Facebook has had to apologize publicly for the racist behavior of your artificial intelligence tools. Last Friday it deactivated one of its automatic labeling routines and video recommendation after detecting that it had associated with several black men with the "primates" label and suggested users see more primates videos below.
The ruling, in itself, is serious, but it becomes even more worrisome when it is considered that it is not the first time that Silicon Valley's large technological companies have to face this problem.
In 2015, for example, Google's image recognition software classified several photos with black people as "gorillas". The only solution that the company found, considered at the forefront of artificial intelligence techniques, was completely eliminated the labels associated with primates (gorilla, chimpanzees, monkeys ...) to prevent their algorithms from following associating them to photos of human beings .
Last year, Twitter found a related problem. A computer, Toni Arcieri, discovered that the algorithm automatically trims the images when they are too large ignored the black faces and focused on those of white people, regardless of the position in the image.
The well-known zoom application, involuntary star of the pandemic, has also had to modify the code of its applications after detecting that the function of virtual funds could erase the head of black people, especially if they had very dark skin, regardless of how well enlightened they were.
Why do these cases continue to occur? Although we usually talk about "artificial intelligence", the algorithms that are used to detect and label people, animals and objects in a video or a photo are not really as smart as it might seem at first.

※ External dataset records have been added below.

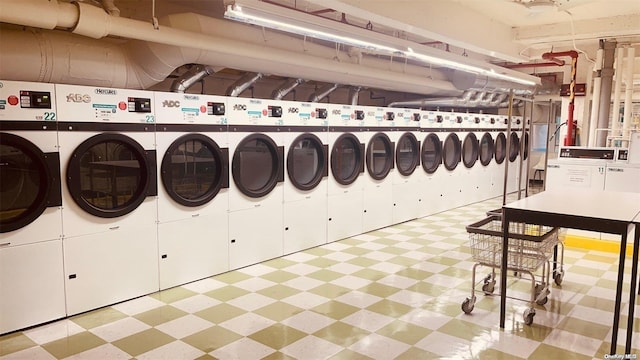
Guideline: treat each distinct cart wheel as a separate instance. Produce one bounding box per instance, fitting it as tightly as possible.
[522,309,536,325]
[482,282,496,295]
[462,296,476,314]
[536,296,549,305]
[553,270,564,286]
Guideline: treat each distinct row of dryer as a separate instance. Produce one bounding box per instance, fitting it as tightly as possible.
[0,81,528,333]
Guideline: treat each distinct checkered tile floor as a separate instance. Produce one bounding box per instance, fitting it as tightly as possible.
[0,195,640,360]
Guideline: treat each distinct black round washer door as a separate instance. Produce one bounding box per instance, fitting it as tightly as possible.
[396,132,420,176]
[67,133,156,218]
[480,133,495,166]
[420,134,442,174]
[495,133,507,164]
[509,131,520,162]
[367,133,393,180]
[232,134,283,198]
[442,133,461,171]
[0,133,60,233]
[160,134,229,207]
[462,133,478,168]
[287,133,327,191]
[331,133,364,185]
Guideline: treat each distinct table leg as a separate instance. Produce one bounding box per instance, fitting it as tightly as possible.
[500,208,509,329]
[611,231,627,355]
[624,224,640,354]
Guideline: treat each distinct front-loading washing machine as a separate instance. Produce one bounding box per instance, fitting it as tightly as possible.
[418,111,448,217]
[154,92,229,289]
[385,109,422,224]
[280,101,329,254]
[461,114,482,205]
[442,113,466,209]
[227,98,285,270]
[0,81,65,334]
[327,104,365,242]
[356,106,395,232]
[56,85,158,315]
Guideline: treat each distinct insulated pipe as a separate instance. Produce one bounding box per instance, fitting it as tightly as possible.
[0,0,461,96]
[271,78,304,100]
[622,46,636,146]
[542,50,578,146]
[309,84,340,102]
[171,66,216,93]
[226,73,263,97]
[607,47,624,139]
[595,40,616,147]
[588,46,604,148]
[349,86,362,106]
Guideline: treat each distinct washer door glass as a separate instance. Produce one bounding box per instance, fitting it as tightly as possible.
[442,133,461,170]
[522,132,529,160]
[462,133,478,168]
[420,134,442,174]
[67,133,155,218]
[396,133,420,176]
[331,133,364,185]
[0,133,60,233]
[509,131,520,162]
[496,133,507,164]
[233,134,282,198]
[480,133,494,166]
[367,133,393,180]
[161,134,229,207]
[287,134,327,190]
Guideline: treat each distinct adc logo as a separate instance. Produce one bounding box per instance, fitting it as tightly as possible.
[67,94,91,103]
[162,100,180,107]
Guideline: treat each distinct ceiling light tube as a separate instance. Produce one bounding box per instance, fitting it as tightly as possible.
[224,0,540,87]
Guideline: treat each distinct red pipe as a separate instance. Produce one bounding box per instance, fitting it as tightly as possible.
[542,50,578,146]
[504,60,564,69]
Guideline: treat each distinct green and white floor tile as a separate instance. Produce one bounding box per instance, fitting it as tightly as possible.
[0,195,640,360]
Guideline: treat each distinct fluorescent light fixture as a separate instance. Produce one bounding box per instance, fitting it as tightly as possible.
[224,0,539,86]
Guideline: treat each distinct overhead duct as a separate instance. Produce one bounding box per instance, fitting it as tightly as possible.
[349,86,362,105]
[227,73,263,97]
[171,66,216,93]
[0,0,461,96]
[309,84,340,102]
[271,78,304,100]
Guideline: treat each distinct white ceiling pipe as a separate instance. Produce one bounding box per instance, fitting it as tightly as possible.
[611,46,624,136]
[622,46,636,146]
[0,0,460,95]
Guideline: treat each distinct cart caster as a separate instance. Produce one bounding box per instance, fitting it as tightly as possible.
[522,309,536,325]
[482,281,496,295]
[536,296,549,305]
[553,270,564,286]
[462,296,476,314]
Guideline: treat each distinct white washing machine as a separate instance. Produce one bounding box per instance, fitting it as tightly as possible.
[385,109,422,224]
[56,85,158,315]
[460,114,482,205]
[154,92,229,289]
[442,113,467,209]
[327,104,365,242]
[227,98,284,270]
[0,81,65,334]
[604,149,640,193]
[476,115,495,201]
[418,111,449,217]
[281,102,329,254]
[355,106,395,232]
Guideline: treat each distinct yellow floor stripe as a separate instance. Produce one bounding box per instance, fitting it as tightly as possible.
[564,235,633,255]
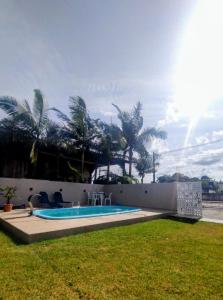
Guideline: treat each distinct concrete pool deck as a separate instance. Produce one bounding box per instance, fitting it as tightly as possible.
[0,209,173,243]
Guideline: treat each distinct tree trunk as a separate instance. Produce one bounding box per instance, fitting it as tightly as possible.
[129,147,133,177]
[122,151,126,176]
[141,175,145,183]
[81,150,85,182]
[107,160,110,183]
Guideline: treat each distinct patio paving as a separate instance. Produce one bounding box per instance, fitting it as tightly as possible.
[0,209,173,243]
[202,201,223,224]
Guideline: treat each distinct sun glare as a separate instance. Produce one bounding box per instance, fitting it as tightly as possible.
[174,0,223,146]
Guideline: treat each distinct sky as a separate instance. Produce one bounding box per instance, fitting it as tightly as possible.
[0,0,223,180]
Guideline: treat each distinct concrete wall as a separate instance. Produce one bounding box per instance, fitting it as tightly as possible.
[0,178,177,210]
[104,183,177,211]
[0,178,104,206]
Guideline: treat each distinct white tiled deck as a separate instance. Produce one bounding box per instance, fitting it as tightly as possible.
[0,209,172,243]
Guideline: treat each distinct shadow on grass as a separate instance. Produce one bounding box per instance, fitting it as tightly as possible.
[165,216,199,224]
[0,225,28,246]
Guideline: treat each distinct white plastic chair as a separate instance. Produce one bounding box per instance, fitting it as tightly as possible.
[92,192,99,205]
[87,192,93,205]
[104,193,112,205]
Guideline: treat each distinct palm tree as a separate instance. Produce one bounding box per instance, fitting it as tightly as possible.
[113,102,166,176]
[0,89,49,164]
[53,96,99,181]
[98,122,125,182]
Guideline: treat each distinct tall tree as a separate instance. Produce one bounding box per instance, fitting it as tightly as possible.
[53,96,99,181]
[0,89,49,164]
[135,152,153,183]
[113,102,166,176]
[98,122,126,182]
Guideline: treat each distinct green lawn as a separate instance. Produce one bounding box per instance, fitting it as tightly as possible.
[0,219,223,300]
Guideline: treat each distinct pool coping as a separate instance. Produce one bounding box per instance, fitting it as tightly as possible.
[0,208,173,244]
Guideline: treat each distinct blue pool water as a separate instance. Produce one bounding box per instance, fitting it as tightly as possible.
[33,205,141,220]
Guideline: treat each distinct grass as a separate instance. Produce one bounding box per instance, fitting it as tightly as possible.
[0,219,223,300]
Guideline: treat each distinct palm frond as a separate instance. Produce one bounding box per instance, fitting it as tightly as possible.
[0,96,20,116]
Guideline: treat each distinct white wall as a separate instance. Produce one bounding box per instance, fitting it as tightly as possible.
[0,178,177,210]
[104,183,177,211]
[0,178,104,206]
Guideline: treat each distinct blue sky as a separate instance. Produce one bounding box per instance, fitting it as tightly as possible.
[0,0,223,178]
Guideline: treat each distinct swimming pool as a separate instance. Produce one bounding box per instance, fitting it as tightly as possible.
[33,205,141,220]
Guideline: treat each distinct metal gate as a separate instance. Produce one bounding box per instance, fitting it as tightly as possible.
[177,182,202,219]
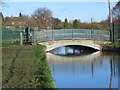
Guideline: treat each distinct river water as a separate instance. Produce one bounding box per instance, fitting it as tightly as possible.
[47,46,120,88]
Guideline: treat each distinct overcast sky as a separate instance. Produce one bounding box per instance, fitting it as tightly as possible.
[2,0,117,22]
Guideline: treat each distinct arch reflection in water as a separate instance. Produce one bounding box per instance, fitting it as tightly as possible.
[50,45,96,56]
[47,46,119,88]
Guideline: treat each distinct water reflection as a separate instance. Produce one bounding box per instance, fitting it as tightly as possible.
[51,45,96,56]
[47,45,120,88]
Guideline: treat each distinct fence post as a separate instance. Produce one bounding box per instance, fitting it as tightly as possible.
[20,32,23,45]
[72,29,74,39]
[52,30,54,41]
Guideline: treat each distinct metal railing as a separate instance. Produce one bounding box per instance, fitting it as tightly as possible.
[32,29,110,43]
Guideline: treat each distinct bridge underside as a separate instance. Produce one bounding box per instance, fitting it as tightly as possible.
[39,40,110,51]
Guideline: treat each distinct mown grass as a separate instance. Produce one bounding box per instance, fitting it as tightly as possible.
[107,42,120,48]
[2,45,55,88]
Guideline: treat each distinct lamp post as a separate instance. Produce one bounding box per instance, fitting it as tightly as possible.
[108,0,114,42]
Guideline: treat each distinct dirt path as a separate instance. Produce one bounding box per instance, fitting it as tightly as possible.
[2,48,22,85]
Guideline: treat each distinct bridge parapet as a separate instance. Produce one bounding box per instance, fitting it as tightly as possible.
[32,29,110,43]
[39,40,110,51]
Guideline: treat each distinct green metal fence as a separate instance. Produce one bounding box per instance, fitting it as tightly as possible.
[113,23,120,42]
[0,28,25,44]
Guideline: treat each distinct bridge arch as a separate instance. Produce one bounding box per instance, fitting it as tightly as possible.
[39,40,108,51]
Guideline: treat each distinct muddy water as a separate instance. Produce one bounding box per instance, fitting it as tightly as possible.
[47,46,120,88]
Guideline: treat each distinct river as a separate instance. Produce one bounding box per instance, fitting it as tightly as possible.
[47,46,120,88]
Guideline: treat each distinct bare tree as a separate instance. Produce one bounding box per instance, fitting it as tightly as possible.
[32,7,52,18]
[112,1,120,22]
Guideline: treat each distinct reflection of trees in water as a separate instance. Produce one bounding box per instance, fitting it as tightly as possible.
[51,45,96,56]
[48,52,120,90]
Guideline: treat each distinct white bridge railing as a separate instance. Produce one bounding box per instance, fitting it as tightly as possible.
[32,29,110,43]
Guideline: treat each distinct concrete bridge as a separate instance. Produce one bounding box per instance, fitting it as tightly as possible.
[38,40,110,51]
[32,29,110,51]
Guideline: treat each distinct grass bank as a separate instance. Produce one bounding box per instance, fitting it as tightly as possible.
[2,45,54,88]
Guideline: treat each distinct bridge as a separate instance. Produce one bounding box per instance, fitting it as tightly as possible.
[32,29,110,51]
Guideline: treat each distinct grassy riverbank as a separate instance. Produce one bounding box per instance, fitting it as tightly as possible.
[2,45,54,88]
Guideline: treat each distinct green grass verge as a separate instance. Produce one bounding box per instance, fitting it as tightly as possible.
[2,45,55,88]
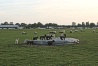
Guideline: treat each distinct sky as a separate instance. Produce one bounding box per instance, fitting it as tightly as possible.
[0,0,98,25]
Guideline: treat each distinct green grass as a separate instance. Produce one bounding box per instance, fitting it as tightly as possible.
[0,29,98,66]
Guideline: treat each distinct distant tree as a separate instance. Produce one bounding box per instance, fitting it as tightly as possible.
[90,22,95,28]
[15,23,21,26]
[86,21,89,27]
[37,22,43,27]
[10,22,14,25]
[4,22,8,25]
[82,22,85,27]
[77,23,82,27]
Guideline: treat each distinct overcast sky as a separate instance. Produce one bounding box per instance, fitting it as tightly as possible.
[0,0,98,25]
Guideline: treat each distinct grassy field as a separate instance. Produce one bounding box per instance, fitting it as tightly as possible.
[0,29,98,66]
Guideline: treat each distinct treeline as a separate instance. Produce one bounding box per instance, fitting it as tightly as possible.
[1,22,98,29]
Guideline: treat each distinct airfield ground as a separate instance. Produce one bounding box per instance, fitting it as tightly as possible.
[0,29,98,66]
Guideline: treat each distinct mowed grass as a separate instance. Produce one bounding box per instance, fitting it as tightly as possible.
[0,29,98,66]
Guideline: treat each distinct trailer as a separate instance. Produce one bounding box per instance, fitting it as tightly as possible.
[24,37,80,45]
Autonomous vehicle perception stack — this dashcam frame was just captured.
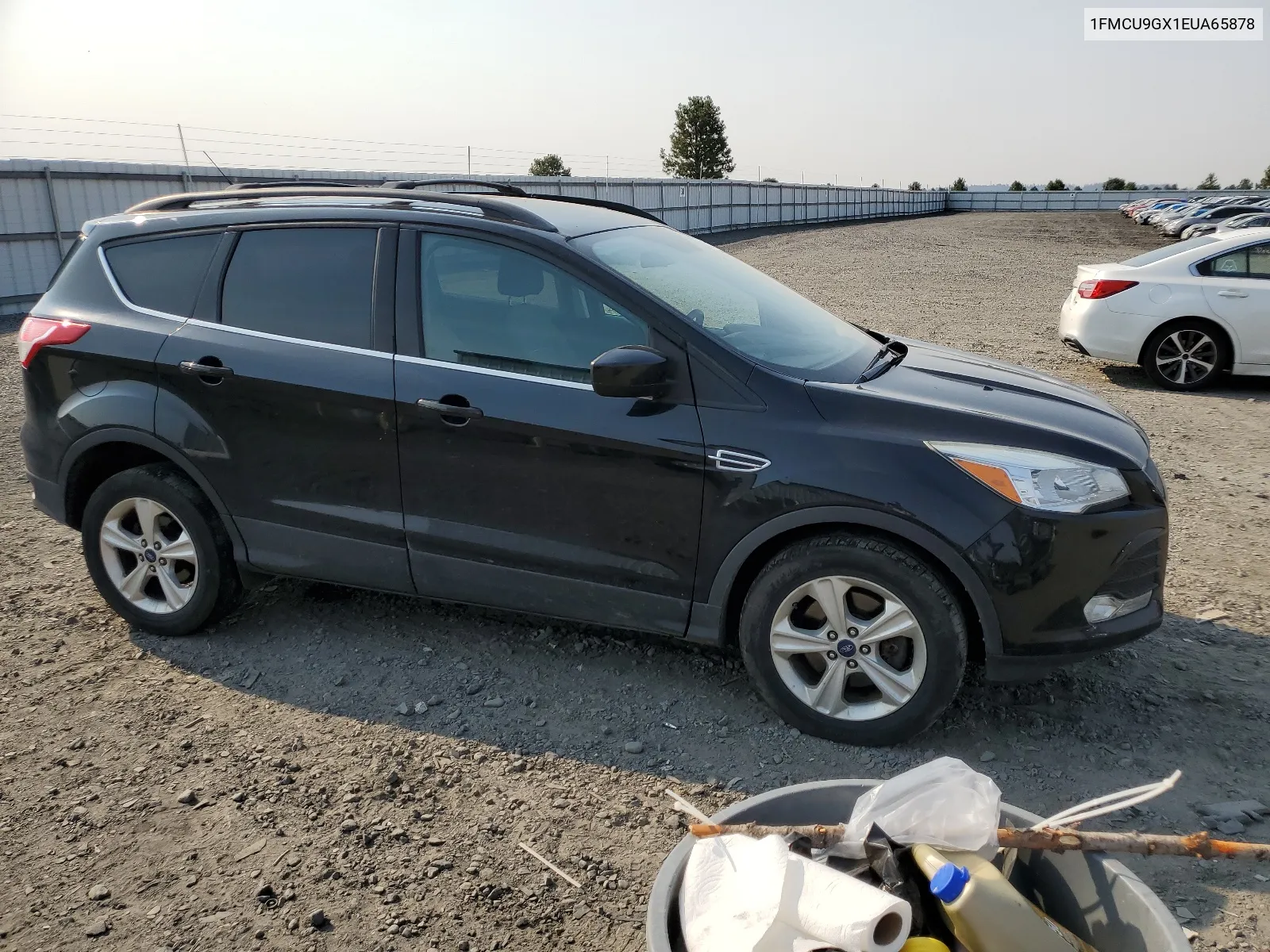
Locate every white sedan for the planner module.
[1058,228,1270,390]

They are programmed using several automated learning techniques. Developers feed routine with thousands or millions of images or example videos and the result they expect to obtain. The algorithm, from these examples, infers the model that should apply to any subsequent situation.
If the examples are not carefully selected during that phase, it is possible to introduce biases in the model. If all videos or most videos show white people, for example, the algorithm may have problems correctly identifying a black people in the future.
In addition, computers meet other obstacles when recognizing or correctly labeling black people in videos and photos. One of the ways in which a computer analyzes a photo or a frame is studying the contrast between the different zones of the image. The fare tonality faces tend to show more contrast between them and therefore tend to be valued much more accurately.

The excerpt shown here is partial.